ACL2024

Narrowing the Knowledge Evaluation Gap: Open-Domain Question Answering with Multi-Granularity Answers

Gal Yona, Roee Aharoni, Mor Geva

Abstract

Factual questions can typically be answered correctly at different levels of granularity. For example, both " August 4, 1961" and "1961" are correct answers to the question "When was Barack Obama born?". Standard question answering (QA) evaluation protocols, however, do not take this into account explicitly and instead compare a predicted answer against reference answers of a single granularity level. In this work, we propose GRANOLA QA, a novel evaluation setting where a predicted answer is evaluated in terms of accuracy and informativeness against a set of multi-granularity answers. We present a simple methodology for enriching existing datasets with multi-granularity answers, and create GRANOLA-EQ, a multigranularity version of the ENTITYQUESTIONS dataset. 1 We evaluate models using a range of decoding methods on GRANOLA-EQ, including a new algorithm called Decoding with Response Aggregation (DRAG), that is geared towards aligning the answer granularity with the model's uncertainty.

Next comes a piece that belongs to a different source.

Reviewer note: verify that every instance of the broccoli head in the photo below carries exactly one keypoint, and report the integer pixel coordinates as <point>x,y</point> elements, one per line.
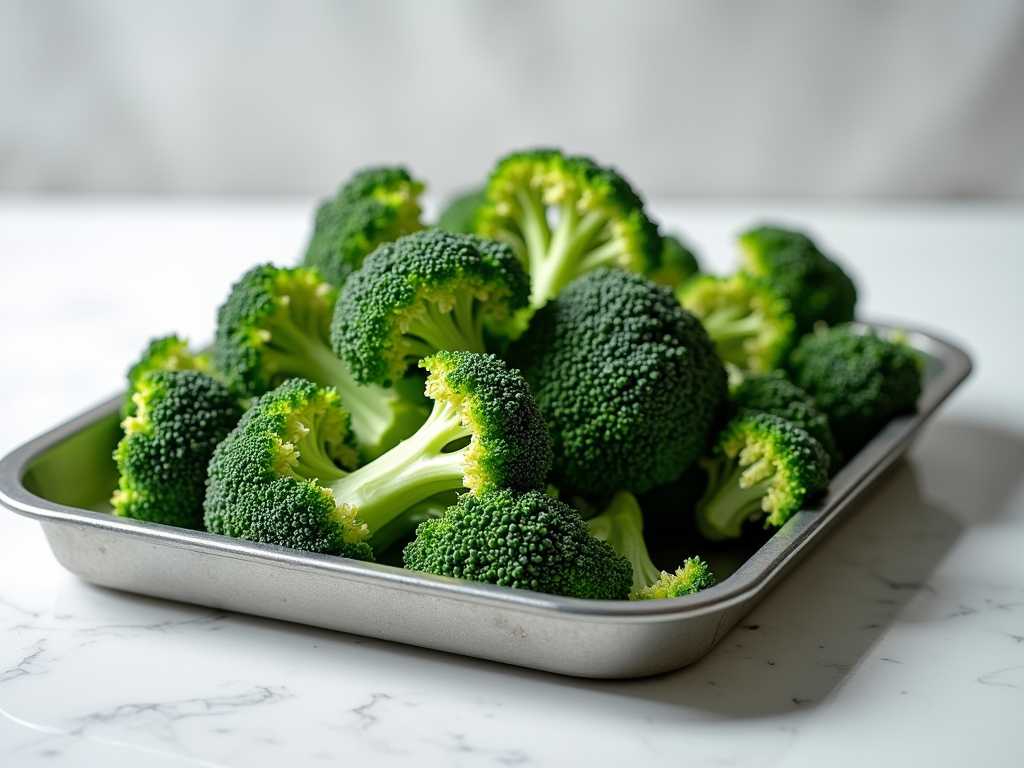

Our experiments show that large language models with standard decoding methods tend to generate specific answers, which are often incorrect. In contrast, when evaluated on multi-granularity answers, DRAG yields a nearly 20 point increase in accuracy on average, which further increases for rare entities, revealing that standard evaluation and decoding schemes may underestimate the knowledge encapsulated in language models.